Similarly, the cost of fossil fuels can very depending on the fuel quality, ease of extraction and regional resources. The average range of fossil fuel costs is shown below as the grey horizontal block.
What we see is that in terms of the 2016 weighted average cost, most renewable technologies are within a competitive range of fossil fuels. The key exception to this is solar thermal which remains about twice as expensive (although is falling). Hydropower, with the exception of traditional biomass, is our oldest and well-established renewable source: this is reflected in its low price (which can undercut even the cheapest fossil fuel sources). Note however that although the weighted average of most sources is competitive with the average fossil fuel cost, the wide range of potential costs means that this is not true for all countries. This is why the selection of particular technologies need to be considered on a local, context-specific basis.
If we consider how the average cost of technologies changed from 2010-16, we see that both solar PV (and to a lesser extent, solar thermal) dropped substantially. This cost reduction in solar PV has been dramatic over the past few decades, as shown in the chart below. The price of solar PV modules has fallen more than 100-fold since 1976. On average, the technology has had a learning rate of 22 percent; this means that the cost falls by 22 percent for every doubling in solar PV capacity (although progress has not necessarily been constant over this period).
One of the considerations which has- and will continue to- have an influence on our choices is the relative health and safety implications of energy sources. This health concern manifests itself in a range of forms and over various timescales. In the near-term, the key concerns are related to accidents in the production of energy, potential nuclear incidents, and local air pollution. Over the longer-term, these health concerns relate the relative energy drivers of climatic change (which can affect health and safety in various forms, including food access, water resources, sea-level rise, extreme weather events and disease distribution).

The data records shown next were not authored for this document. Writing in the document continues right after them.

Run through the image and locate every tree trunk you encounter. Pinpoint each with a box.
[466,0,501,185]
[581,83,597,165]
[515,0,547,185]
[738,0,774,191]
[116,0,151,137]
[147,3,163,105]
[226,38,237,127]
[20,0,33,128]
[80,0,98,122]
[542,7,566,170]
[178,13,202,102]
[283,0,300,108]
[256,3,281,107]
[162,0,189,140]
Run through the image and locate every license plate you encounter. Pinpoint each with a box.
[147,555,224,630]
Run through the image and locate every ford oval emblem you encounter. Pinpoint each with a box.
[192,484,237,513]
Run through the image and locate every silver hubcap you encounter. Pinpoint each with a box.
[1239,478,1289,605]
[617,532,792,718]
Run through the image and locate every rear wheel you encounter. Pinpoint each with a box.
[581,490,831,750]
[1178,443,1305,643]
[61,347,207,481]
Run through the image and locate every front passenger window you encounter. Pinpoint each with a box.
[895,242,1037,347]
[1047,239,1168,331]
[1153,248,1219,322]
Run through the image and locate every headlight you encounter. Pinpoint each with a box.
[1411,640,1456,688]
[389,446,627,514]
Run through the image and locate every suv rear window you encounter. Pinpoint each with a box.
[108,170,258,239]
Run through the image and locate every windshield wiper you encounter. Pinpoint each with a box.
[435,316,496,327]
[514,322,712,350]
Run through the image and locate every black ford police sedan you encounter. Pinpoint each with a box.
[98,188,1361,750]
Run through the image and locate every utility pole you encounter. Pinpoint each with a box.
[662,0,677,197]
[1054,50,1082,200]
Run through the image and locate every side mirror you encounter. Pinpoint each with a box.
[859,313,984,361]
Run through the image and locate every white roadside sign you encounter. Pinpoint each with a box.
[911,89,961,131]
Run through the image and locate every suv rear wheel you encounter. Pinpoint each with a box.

We have covered this issue in detail in two blog posts; one summarising the range of estimates on the death toll from the Chernobyl and Fukushima nuclear incidents; the other covering the relative energy safety of our major energy sources. The key conclusion can can be summarised in the chart below; if we define safety based on the death rate per terawatt-hour (TWh) of energy production, coal is the least safe form of traditional energy. As a result of its minimal contribution to air pollution, nuclear is measured to be the safest.